Conçue et développée par l’agence spatiale européenne (Esa) avec une forte participation de la Nasa, la sonde Solar Orbiter s’est envolée sans encombres vers le Soleil le 10 février 2020.
Lancé par une fusée Atlas V depuis le Kennedy Space Center de Cap Canaveral (Floride), le satellite d’observation dédié à l’étude du Soleil a atteint sa première orbite opérationnelle – une ellipse autour de notre étoile – et a effectué ses premières mesures en 2020. La mission devrait durer au moins jusqu’en 2026.
Au maximum, Solar Orbiter devrait s’approcher plus près de notre étoile que l’orbite de Mercure, à 42 millions de kilomètres de la surface solaire. Certes, cela tient moins du record que la sonde américaine Parker Solar Probe, qui devrait en 2024 se trouver plus proche que jamais du Soleil à environ six millions de kilomètres. Mais Solar Orbiter devrait tout de même être soumise à des températures atteignant les 520 °C, soit 13 fois plus que la chaleur endurée par les satellites en orbite autour de la Terre !

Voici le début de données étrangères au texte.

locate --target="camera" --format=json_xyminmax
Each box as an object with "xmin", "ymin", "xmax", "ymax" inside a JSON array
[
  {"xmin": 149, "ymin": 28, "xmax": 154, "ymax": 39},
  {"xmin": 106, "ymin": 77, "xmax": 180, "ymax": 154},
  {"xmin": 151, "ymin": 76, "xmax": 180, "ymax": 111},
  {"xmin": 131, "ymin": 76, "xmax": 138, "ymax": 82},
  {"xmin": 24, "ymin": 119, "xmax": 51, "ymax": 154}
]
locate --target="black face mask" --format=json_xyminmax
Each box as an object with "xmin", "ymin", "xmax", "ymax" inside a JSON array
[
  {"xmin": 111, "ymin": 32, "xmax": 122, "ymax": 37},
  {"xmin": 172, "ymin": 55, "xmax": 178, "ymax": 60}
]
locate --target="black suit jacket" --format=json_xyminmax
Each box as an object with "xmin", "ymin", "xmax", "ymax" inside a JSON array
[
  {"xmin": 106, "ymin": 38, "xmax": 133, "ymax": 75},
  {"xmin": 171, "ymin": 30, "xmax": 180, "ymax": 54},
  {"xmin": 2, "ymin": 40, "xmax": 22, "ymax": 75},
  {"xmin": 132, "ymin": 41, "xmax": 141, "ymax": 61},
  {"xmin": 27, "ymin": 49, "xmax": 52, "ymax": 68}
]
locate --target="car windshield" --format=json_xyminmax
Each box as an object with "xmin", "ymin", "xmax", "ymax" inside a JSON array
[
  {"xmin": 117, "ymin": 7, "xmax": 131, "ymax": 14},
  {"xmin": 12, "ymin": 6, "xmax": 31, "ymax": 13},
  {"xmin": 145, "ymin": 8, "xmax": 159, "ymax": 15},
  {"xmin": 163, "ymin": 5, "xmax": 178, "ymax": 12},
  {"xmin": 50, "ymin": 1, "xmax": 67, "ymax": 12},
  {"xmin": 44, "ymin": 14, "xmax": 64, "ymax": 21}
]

Or la sonde emporte dix instruments scientifiques. Pour pouvoir fonctionner dans ces conditions extrêmes, ces équipements doivent être protégés. Ils sont donc placés derrière un bouclier thermique très sophistiqué. « Notre équipe devra assurer l’orientation précise et continue du bouclier dans l’espace pour éviter de potentiels dégâts dus aux émissions solaires », analyse Sylvain Lodiot, responsable des opérations Solar Orbiter à l’Esa.
Le bouclier thermique de 3,1 par 2,4 mètres possède une structure en « sandwich ». Côté satellite, on trouve une base en aluminium, séparée par 25 centimètres de vide (couche nécessaire pour évacuer la chaleur vers l’espace) d’une partie supérieure en titane côté Soleil. Les très fines feuilles de titane, un matériau isolant, ont été conçues pour renvoyer le plus de chaleur possible.
De plus, la face exposée au Soleil est recouverte de phosphate de calcium. D’après l’agence spatiale américaine, cette matière noire obtenue à partir de poudre d’os carbonisés entre aussi dans la composition de pigments ayant notamment servi à la réalisation de peintures rupestres durant la Préhistoire.
Solar Orbiter va combiner ses dix instruments, dont neuf ont été conçus et fabriqués en Europe, pour observer les turbulences à la surface du Soleil, la haute atmosphère de notre étoile et les variations dans le vent solaire. D’une part, quatre équipements in situ vont mesurer les particules énergétiques et le champ magnétique émis par le Soleil au niveau de la sonde.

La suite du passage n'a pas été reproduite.